Re: Comma AI. This is what it tells me about my run-of-the-mill Toyota:
> openpilot upgrades your Toyota Highlander Hybrid with automated lane centering at all speeds, and adaptive cruise control that automatically resumes from a stop.
Both are annoying artificial limitations Toyota put presumably to avoid abuse by inattentive drivers.
I mean it can't change lanes. What does it do exactly?
Comma AI deliberately made lane change require a small bit of human intervention for safety reasons. The human hits the blinker and gives the wheel a tiny nudge in the direction, and then openpilot will complete the lane change and resume driving in the new lane.
The theory is that at the current ability of software like Tesla and Comma has, it's probably a good idea for a human to be paying more attention during a lane change maneuver. Comma is of the opinion that the level of autonomy Teslas have is probably unnecessarily unsafe. Comma cares a lot about safety (e.g. they have much more sophisticated driver monitoring than Tesla).
This doesn't matter. Just look at the performance achieved by CuDNN kernels (which back PyTorch), they're dynamically shaped and hit near peak. For dense linear algebra at the size of modern neural networks, optimizing for the loop bound condition won't help much.

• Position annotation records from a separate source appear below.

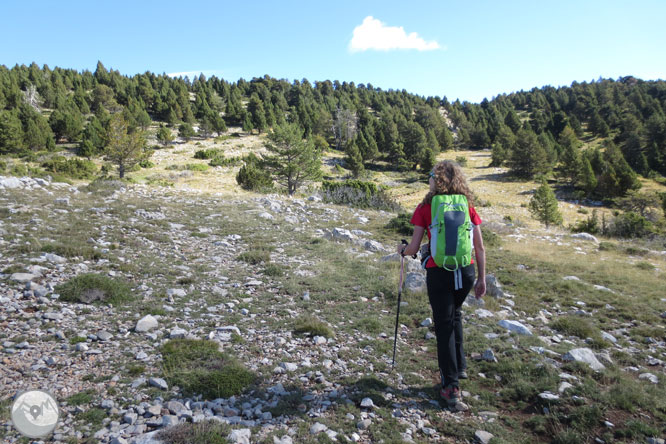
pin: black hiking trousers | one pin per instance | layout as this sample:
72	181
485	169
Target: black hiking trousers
446	311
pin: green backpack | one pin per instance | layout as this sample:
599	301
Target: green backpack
450	239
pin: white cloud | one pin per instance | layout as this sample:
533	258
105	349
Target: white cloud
373	34
192	74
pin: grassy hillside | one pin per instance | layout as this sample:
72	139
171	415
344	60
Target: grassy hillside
298	296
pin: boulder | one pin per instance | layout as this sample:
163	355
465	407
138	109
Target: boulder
586	356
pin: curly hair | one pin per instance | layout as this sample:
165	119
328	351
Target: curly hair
449	179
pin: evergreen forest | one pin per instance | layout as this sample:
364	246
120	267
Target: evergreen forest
595	137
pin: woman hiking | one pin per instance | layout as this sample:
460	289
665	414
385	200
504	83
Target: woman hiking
448	285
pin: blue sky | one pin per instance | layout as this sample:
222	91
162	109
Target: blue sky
458	49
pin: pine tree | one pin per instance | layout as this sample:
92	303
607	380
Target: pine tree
354	160
372	151
586	178
124	148
293	159
528	158
445	138
257	113
543	206
186	131
164	135
247	122
498	155
11	133
428	160
570	156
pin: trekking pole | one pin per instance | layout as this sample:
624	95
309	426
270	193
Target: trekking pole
397	316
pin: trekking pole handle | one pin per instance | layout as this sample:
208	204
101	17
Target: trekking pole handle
404	242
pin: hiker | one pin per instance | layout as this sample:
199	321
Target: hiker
447	289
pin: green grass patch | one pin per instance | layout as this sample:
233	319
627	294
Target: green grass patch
95	288
207	154
274	270
576	326
369	325
84	397
198	367
75	168
400	224
76	339
205	432
72	248
255	257
309	325
92	417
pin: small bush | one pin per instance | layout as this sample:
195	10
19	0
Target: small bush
273	270
225	161
76	339
575	326
607	246
84	397
199	368
136	370
255	257
74	168
197	167
312	326
369	325
92	417
645	266
72	249
589	225
360	194
630	225
207	154
401	224
252	176
490	238
104	187
205	432
88	288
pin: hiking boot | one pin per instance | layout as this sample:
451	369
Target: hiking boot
451	395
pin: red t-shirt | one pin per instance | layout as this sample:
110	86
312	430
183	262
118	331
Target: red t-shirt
422	217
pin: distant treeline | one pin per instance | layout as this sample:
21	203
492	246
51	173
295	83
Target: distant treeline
533	133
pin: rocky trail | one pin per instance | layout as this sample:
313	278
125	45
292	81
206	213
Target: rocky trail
180	252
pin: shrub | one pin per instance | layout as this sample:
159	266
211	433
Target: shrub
630	225
357	193
252	176
254	257
199	368
310	325
273	270
84	397
207	154
490	238
74	168
204	432
588	225
577	326
225	161
90	287
401	224
197	167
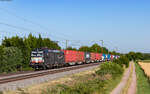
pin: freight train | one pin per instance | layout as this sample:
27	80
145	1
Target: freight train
44	58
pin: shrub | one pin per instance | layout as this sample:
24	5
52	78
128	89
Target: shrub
12	59
89	87
110	68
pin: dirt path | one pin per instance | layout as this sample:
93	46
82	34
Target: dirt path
128	82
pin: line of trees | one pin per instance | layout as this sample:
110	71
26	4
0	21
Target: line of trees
15	52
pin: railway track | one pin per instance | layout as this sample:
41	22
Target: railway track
42	73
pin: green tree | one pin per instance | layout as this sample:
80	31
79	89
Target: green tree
85	49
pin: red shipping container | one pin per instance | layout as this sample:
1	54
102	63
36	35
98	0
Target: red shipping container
112	57
93	56
70	56
80	56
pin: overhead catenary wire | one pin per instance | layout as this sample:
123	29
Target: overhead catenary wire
31	22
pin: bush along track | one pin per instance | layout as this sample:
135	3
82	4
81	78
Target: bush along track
101	82
143	85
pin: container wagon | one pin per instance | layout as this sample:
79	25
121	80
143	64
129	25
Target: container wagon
108	57
104	57
98	57
79	57
87	57
70	57
93	57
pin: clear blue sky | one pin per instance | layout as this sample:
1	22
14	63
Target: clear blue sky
124	24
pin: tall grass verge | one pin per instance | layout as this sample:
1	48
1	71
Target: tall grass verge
143	85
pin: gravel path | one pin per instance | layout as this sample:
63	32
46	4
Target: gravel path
122	84
132	88
37	80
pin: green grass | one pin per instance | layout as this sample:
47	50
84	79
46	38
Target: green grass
143	85
102	82
111	84
145	61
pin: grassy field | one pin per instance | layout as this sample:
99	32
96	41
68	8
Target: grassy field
145	67
144	61
143	86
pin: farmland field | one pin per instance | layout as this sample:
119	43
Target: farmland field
145	67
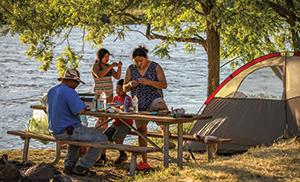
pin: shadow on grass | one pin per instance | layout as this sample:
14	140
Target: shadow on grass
239	174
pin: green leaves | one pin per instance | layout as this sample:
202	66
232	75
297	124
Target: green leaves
67	59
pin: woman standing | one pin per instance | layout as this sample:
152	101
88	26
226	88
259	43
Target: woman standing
145	79
103	72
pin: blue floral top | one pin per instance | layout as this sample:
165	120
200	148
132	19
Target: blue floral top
145	94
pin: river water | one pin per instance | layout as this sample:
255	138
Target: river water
21	83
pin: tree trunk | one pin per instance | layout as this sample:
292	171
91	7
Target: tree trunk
213	54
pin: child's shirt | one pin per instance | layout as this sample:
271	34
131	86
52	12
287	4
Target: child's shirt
120	101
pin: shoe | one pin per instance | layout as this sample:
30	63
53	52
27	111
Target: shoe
83	171
143	166
172	145
101	161
122	158
68	169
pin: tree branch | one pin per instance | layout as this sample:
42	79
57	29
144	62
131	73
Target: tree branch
150	35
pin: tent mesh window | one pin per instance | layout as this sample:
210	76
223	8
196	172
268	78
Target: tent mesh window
263	84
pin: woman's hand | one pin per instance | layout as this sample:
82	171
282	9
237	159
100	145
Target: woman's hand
120	64
143	81
114	64
133	83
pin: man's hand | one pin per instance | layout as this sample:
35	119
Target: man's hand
143	81
133	83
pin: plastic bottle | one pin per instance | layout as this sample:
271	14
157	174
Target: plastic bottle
83	120
103	98
102	101
135	104
126	104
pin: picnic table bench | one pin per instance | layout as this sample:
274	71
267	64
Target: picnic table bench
134	150
211	142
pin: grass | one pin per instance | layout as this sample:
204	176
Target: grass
279	162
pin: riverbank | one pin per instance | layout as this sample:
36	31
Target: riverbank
280	162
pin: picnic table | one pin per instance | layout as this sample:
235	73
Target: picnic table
165	120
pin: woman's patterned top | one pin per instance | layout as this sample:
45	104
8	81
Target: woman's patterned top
145	94
103	84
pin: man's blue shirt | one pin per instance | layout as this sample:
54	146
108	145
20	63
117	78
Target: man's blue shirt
64	105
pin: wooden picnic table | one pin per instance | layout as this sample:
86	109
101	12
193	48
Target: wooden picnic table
165	120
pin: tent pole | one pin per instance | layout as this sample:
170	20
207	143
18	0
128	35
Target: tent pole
284	93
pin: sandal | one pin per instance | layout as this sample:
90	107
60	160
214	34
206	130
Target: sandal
83	171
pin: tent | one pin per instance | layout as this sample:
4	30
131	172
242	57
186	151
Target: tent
257	104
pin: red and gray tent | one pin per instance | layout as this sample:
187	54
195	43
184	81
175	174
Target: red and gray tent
255	105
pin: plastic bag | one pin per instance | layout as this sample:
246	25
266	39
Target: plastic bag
38	123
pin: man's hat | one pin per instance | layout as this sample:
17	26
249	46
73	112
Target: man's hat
71	74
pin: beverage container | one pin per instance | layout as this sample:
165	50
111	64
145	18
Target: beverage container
83	120
135	104
92	105
126	104
102	102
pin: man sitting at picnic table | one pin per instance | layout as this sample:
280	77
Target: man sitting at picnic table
64	108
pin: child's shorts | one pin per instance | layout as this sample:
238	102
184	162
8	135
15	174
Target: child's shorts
116	132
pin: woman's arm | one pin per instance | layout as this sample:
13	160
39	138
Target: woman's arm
101	74
127	79
117	74
128	83
160	84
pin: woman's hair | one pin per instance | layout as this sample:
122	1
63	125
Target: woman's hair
120	82
140	51
101	53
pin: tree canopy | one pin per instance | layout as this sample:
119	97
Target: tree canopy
227	29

> All tensors are lazy, so it can aggressively fuse operations.
This matters. PyTorch teams are trying to implement that now (they have LazyTensor, AITemplate, TorchDynamo), but I'm not sure of the status (it's been tried repeatedly).
> The backend is 10x+ simpler, meaning optimizing one kernel makes everything fast.
The first part of that sentence matters, the second part doesn't. Kernels are already fast and their reuse outside of being fused into each other (which you need a full linear algebra compiler to do) isn't very high. If you make sum fast, you have not made matrix multiplication fast even though MM has a sum in it. It just isn't that easy to compose operations and still hit 80+% of hardware efficiency.
But it is easier to iterate fast and build a seamless lazy compiler if your backend is simple. You can pattern match more easily and ensure you handle edge cases without insanely complicated things like alias analysis (which PyTorch has to do).